The paper is explicit about several limitations. First, the framework depends on pretrained perception modules—ASR, speaker diarization, emotion recognition, and sound event detection—so its upper bound is constrained by upstream model accuracy (Masao et al., 19 May 2026). Second, retrieval in the main experiments is deliberately simple keyword search, which limits recall even if it isolates the planning effect (Masao et al., 19 May 2026). Third, preprocessing overhead is nontrivial and may hinder real-time deployment (Masao et al., 19 May 2026). Fourth, Gemini experiments were affected by API instability and malformed outputs (Masao et al., 19 May 2026). Fifth, the paper does not claim to remove ethical or robustness risks inherited from the component models (Masao et al., 19 May 2026).

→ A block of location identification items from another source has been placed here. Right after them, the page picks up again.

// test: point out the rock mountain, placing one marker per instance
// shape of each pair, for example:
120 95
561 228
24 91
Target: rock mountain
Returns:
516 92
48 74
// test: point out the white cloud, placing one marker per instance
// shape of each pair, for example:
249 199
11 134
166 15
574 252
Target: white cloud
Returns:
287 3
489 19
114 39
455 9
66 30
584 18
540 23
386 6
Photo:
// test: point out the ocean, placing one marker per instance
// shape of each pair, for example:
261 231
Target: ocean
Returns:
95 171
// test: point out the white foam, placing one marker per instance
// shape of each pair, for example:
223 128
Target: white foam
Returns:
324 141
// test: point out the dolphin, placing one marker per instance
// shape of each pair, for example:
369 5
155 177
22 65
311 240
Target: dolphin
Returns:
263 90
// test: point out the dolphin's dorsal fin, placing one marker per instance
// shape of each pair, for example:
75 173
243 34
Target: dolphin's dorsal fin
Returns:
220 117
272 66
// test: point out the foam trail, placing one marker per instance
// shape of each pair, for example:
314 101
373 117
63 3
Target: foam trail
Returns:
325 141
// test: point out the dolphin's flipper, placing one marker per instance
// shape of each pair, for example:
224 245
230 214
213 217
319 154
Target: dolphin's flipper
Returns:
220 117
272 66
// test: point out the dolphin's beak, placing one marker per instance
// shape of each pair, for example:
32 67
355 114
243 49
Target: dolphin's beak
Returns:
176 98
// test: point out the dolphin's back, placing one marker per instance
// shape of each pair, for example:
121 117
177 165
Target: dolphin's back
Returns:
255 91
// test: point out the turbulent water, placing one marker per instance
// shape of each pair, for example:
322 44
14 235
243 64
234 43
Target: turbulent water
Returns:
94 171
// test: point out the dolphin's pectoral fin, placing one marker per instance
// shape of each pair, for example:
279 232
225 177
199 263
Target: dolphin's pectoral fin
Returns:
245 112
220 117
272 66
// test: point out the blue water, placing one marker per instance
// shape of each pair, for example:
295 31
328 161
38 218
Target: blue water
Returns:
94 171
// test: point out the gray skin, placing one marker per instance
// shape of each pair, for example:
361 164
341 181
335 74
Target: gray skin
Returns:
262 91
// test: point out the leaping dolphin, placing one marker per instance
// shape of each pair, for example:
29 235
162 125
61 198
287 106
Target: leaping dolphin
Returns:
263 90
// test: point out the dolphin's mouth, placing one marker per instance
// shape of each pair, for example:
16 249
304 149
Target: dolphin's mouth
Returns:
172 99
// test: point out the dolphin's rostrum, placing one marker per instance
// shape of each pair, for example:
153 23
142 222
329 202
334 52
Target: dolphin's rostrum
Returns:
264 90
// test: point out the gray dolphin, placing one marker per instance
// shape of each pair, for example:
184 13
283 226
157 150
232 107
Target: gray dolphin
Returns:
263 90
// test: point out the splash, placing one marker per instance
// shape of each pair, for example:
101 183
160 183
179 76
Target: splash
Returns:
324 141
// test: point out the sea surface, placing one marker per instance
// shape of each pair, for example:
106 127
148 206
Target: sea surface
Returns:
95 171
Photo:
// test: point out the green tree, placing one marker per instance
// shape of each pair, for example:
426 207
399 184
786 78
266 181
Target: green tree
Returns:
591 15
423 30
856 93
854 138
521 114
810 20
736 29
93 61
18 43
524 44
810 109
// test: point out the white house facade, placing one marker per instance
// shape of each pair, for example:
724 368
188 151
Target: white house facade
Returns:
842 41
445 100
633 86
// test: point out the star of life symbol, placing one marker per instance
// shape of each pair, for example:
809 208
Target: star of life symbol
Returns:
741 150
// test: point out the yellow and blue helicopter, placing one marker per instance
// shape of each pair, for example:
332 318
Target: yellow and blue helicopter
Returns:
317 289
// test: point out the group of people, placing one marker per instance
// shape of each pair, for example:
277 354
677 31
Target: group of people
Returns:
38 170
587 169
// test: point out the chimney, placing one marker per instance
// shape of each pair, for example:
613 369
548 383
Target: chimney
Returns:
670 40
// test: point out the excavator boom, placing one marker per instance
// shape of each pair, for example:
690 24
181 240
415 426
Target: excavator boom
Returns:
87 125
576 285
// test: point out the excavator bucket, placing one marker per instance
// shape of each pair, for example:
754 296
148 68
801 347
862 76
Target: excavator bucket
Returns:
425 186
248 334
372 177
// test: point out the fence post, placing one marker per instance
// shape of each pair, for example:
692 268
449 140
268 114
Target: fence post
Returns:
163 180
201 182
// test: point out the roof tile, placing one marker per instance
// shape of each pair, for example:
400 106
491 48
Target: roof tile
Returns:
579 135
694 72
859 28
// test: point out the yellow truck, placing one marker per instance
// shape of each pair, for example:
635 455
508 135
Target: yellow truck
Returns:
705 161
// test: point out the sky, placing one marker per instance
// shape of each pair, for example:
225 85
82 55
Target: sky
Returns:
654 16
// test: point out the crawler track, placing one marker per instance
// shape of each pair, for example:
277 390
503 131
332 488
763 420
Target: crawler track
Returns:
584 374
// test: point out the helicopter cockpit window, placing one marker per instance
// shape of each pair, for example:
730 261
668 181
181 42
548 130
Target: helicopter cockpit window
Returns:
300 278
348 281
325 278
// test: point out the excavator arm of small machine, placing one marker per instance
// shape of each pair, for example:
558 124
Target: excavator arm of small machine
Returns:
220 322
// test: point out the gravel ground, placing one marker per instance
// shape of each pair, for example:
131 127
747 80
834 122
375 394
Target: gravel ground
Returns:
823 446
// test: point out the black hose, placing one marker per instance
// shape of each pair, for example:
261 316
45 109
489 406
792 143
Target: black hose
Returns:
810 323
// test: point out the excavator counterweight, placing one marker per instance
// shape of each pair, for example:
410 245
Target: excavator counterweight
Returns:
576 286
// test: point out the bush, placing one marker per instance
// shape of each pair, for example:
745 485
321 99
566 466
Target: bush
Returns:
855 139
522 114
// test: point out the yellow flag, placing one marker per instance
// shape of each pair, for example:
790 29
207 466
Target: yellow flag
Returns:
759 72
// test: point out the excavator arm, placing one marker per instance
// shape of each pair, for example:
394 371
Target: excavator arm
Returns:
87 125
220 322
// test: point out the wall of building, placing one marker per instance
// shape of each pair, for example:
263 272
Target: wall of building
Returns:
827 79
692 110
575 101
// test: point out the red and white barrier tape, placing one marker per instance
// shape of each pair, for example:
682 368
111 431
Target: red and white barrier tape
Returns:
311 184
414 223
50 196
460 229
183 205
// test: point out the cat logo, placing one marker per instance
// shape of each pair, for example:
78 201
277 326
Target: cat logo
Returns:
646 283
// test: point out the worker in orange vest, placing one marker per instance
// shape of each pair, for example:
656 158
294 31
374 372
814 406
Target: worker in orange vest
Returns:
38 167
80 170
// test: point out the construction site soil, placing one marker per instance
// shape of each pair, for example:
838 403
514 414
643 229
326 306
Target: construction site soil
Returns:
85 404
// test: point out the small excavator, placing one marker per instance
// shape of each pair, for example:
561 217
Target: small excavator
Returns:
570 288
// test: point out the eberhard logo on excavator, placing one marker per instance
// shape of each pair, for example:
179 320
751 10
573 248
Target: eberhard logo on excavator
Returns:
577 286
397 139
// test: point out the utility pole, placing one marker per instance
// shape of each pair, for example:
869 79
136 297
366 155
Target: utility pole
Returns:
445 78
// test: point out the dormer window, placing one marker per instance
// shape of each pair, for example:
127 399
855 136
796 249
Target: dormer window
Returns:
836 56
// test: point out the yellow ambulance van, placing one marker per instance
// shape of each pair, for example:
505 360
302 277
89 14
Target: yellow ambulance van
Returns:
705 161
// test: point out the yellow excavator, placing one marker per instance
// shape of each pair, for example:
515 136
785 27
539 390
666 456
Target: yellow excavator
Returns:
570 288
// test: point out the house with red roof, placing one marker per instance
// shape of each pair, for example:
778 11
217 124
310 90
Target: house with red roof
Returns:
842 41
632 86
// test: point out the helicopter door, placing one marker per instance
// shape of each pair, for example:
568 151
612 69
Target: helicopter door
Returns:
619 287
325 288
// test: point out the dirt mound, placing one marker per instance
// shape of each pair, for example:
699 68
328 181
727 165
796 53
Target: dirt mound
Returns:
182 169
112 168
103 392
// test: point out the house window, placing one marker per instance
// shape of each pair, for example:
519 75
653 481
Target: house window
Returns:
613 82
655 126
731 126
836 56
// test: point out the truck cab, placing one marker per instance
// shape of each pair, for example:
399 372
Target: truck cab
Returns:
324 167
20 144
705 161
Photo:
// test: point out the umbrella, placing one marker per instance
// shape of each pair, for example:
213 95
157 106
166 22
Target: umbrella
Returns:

Further limitations follow from what is absent. There is no dedicated supervised planner training loss, no learned temporal reasoning model, no explicit planner/executor separation, and no end-to-end optimization comparable to GRPO-style agent training in “OmniRAG-Agent” (Zhu et al., 3 Feb 2026). The retrieval mechanism is not a strong audio-native retriever of the kind explored in “WavRAG” or “SpeechRAG” (Chen et al., 20 Feb 2025, Min et al., 2024). This suggests that PlanRAG-Audio should be understood less as a universal audio-RAG solution than as a concrete argument for a particular abstraction: long-form audio should be queried through planned, structured retrieval over time-aligned multimodal records rather than by asking a single model to absorb the entire recording.
In that sense, PlanRAG-Audio’s main contribution is conceptual and architectural. It reframes long-form audio understanding as planning-conditioned multimodal retrieval, demonstrates that this stabilizes performance as duration increases, and shows that explicit stream selection, temporal filtering, and answer-schema control can reduce input size by roughly two orders of magnitude while improving reasoning on long recordings (Masao et al., 19 May 2026). For long-audio QA, speaker-aware reasoning, event-aware reasoning, and affect-aware reasoning over hours of content, that reframing is the central significance of the framework.